Most gap years are taken at around age 18 but there was no such thing when I was that age. In 2010, at 56, I decided to take up this gap year idea and planned an unplanned year except for two dreams I had held for a long time: a Women’s Retreat in Bali early in the year and a Memoir Writing Course with Patti Miller in Paris.
Little did I know it would be the beginning of a completely different phase in my life and that the story I began to write in Paris would evolve into a doctorate and a published book ‘The Other Side of Absence: Discovering My Father’s Secrets’, ten years later.
On the first day of the two-week writing workshop, our homework was to complete the sentence ‘The first time I met…’ and keep writing for 20 minutes. I wrote “The first time I met… my father I was nineteen.” When asked to add to this each day, I realised I knew very little about my Polish father. This was the catalyst for a detective-like search for the missing pieces of my family history.
I had gleaned snippets of information from my mother over the years. He had been in the Polish resistance during World War II, was arrested as a political prisoner in the middle of the night at his home in Lublin, Poland and sent to Auschwitz concentration camp. He survived and made his way to England where he met my Australian mother. They married, I was born, we came to Australia and then he disappeared and although he stayed in Australia, I didn’t see him until he contacted me when I was nineteen. My mother filed for a divorce when I was six years old, on the grounds of desertion, only to find that he was a bigamist with a wife and daughter in Poland. My parents’ marriage was annulled.
When I met him, he was not a well man, either physically or psychologically and it was a harrowing time. Before the end of that year, believing he was dying and wanting to be buried in his homeland, he returned to Poland and I never saw or heard from him again. I was relieved to see him go and deliberately did not think about him again until the writing workshop stirred up some old feelings and a curiosity about who was this man who was my father? I decided to find out.
I started with two photos of my father and a few documents– his demobilisation papers from after the war, my parents’ marriage certificate and my birth certificate. Attempts to find his death certificate came to nothing and I gave up for a while but my nagging curiosity got the better of me. I went to the Polish Consulate in Sydney to request a search for my father’s death certificate. Some months later, it arrived in the mail. I was shocked to read that he had lived for a further twenty-two years in Poland and that he had returned to live with his first wife and other daughter who hadn’t seen him for thirty-three years, not since the night he was arrested by the Gestapo in 1941.
Unfortunately, I speak no Polish and requests in English to various Polish organisations and institutions for information gained no response.
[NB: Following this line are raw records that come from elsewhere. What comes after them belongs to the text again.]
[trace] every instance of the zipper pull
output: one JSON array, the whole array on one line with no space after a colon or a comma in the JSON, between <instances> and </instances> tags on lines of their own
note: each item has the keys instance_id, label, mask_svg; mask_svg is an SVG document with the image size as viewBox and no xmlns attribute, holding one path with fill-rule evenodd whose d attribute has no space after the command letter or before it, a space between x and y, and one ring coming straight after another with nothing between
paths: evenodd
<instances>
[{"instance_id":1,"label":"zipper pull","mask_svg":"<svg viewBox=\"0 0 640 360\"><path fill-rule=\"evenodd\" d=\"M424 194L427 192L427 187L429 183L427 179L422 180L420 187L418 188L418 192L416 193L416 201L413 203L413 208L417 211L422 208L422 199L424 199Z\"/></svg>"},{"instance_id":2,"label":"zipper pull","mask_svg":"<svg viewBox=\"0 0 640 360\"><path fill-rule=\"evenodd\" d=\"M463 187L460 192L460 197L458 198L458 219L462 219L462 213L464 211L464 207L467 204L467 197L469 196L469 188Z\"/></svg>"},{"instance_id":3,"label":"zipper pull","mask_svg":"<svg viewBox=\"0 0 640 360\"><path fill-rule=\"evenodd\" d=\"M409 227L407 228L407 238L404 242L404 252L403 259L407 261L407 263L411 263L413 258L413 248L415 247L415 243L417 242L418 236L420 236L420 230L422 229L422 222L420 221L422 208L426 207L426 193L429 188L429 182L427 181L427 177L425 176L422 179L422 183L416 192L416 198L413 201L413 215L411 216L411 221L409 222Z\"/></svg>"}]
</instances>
I wrote to the Red Cross International Tracing Service. Eventually I was given a case number – 95629 and I waited. I went to the Society of Australian Genealogists – nothing on Ancestry.com but Familysearch.org revealed brothers and sisters, a son who died as a baby but no trace of my half-sister Janina or the two sons my father told me she had. I started to draw a family tree but didn’t feel like I was getting very far.
And then the breakthrough came. I was introduced to Melbourne-based, Polish-speaking Krystyna Duszniak of Lost Histories, who helps people trace Polish relatives and family histories. Through her detective work, letters, request forms and phone calls we discovered where my father had lived, where he was buried, that my half-sister was the same age as my mother (that took a while to sink in) and that she had no sons – my father had lied again.
I planned to go to Poland and follow my father’s footsteps from Lublin to Auschwitz and Gusen camps and then to England, visiting archives and other public offices to see what I could find. And to see if I could find my half-sister. Sadly, a short while before I was due to leave for Poland, I found out she had died just two years previously. I was torn – should I still go to Poland? With no family left, was there any point? I felt strongly drawn to go, especially as we had found someone who knew my father.
I arrived in Lublin on a Thursday and by Tuesday, with no other known relatives, I had inherited the apartment in which my father, his first wife and Janina had lived which had been locked up since she died. This apartment was a time capsule of photos, letters and other.
My belated gap year delivered many fascinating and significant experiences. I came to understand so much about my father and found a peace in doing so.
I’d thoroughly recommend a gap year, whatever your age.